CGATOxford / UMI-tools

Tools for handling Unique Molecular Identifiers in NGS data sets
MIT License
474 stars 188 forks source link

Output of `umi_tools extract` not compatible with `umi_tools count_tab` #651

Open eachanjohnson opened 3 weeks ago

eachanjohnson commented 3 weeks ago

The command umi_tools extract results in read names being suffixed with the pattern _[cell barcode]_[UMI]. See the docs here for an example.

However, umi_tools count_tab expects read names suffixed with the pattern _[UMI]_[cell barcode]. See the docs here.

As a result, pipelines naively expecting to use the output of umi_tools extract for umi_tools count_tab (after e.g. a cut | sort manipulation) will have incorrect output.
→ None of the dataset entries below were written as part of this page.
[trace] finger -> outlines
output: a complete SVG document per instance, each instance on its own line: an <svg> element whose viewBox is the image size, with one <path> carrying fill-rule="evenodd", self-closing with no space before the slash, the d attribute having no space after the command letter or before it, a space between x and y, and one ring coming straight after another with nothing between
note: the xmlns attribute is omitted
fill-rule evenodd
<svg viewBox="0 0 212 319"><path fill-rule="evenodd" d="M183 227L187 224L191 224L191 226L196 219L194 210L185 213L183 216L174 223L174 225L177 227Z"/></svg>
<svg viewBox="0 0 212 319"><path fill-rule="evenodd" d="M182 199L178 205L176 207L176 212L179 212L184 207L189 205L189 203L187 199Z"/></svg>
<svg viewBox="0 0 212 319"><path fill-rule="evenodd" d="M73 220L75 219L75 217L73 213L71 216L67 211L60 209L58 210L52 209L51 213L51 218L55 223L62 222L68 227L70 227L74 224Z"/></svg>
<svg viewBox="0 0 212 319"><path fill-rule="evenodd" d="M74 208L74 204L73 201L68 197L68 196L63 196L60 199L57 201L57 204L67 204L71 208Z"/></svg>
This does not seem to be simply a documentation error. On this line, umi_tools count_tab counts the barcodes using sam_methods.get_gene_count_tab(), which by default uses the sam_methods.get_cell_umi_read_string() function, returning the tuple (read_id.split(sep)[-1].encode('utf-8'), read_id.split(sep)[-2].encode('utf-8')). For the output read names from extract, this corresponds to (UMI, cell barcode). But then this output is unpacked here as cell, umi = bc_getter(read_id). So the cell barcode and UMI are swapped around.

Apologies if I've missed a step, and this behaviour is intended. I thought I should point it out to save others some trouble in future.

IanSudbery commented 2 weeks ago

Thanks for this, it does indeed seem that you are correct. @TomSmithCGAT - any thoughts? Did we swtich the order at somepoint and forget to propogate through to count_tab?